Journal of Sleep Research | 2013
Matt T. Bianchi; Kathryn L. Williams; Scott M. McKinney; Jeffrey M. Ellenbogen
The diagnosis and management of insomnia relies primarily on clinical history. However, patient self‐report of sleep–wake times may not agree with objective measurements. We hypothesized that those with shallow or fragmented sleep would under‐report sleep quantity, and that this might account for some of the mismatch. We compared objective and subjective sleep–wake times for 277 patients who underwent diagnostic polysomnography. The group included those with insomnia symptoms (n = 92), obstructive sleep apnea (n = 66) or both (n = 119). Mismatch of wake duration was context dependent: all three groups overestimated sleep latency but underestimated wakefulness after sleep onset.
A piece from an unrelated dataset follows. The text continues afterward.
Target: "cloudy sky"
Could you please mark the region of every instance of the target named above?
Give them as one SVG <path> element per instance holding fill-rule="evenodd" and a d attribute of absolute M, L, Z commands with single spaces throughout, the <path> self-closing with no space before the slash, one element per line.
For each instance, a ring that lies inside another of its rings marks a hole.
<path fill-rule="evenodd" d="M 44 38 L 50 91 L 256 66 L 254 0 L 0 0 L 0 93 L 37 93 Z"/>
The insomnia group underestimated total sleep time by a median of 81 min. However, contrary to our hypothesis, measures of fragmentation (N1, arousal index, sleep efficiency, etc.) did not correlate with the subjective sleep duration estimates. To unmask a potential relationship between sleep architecture and subjective duration, we tested three hypotheses: N1 is perceived as wake; sleep bouts under 10 min are perceived as wake; or N1 and N2 are perceived in a weighted fashion. None of these hypotheses exposed a match between subjective and objective sleep duration. We show only modest performance of a Naïve Bayes Classifier algorithm for predicting mismatch using clinical and polysomnographic variables. Subjective–objective mismatch is common in patients reporting insomnia symptoms. We conclude that mismatch was not attributable to commonly measured polysomnographic measures of fragmentation. Further insight is needed into the complex relationships between subjective perception of sleep and conventional, objective measurements.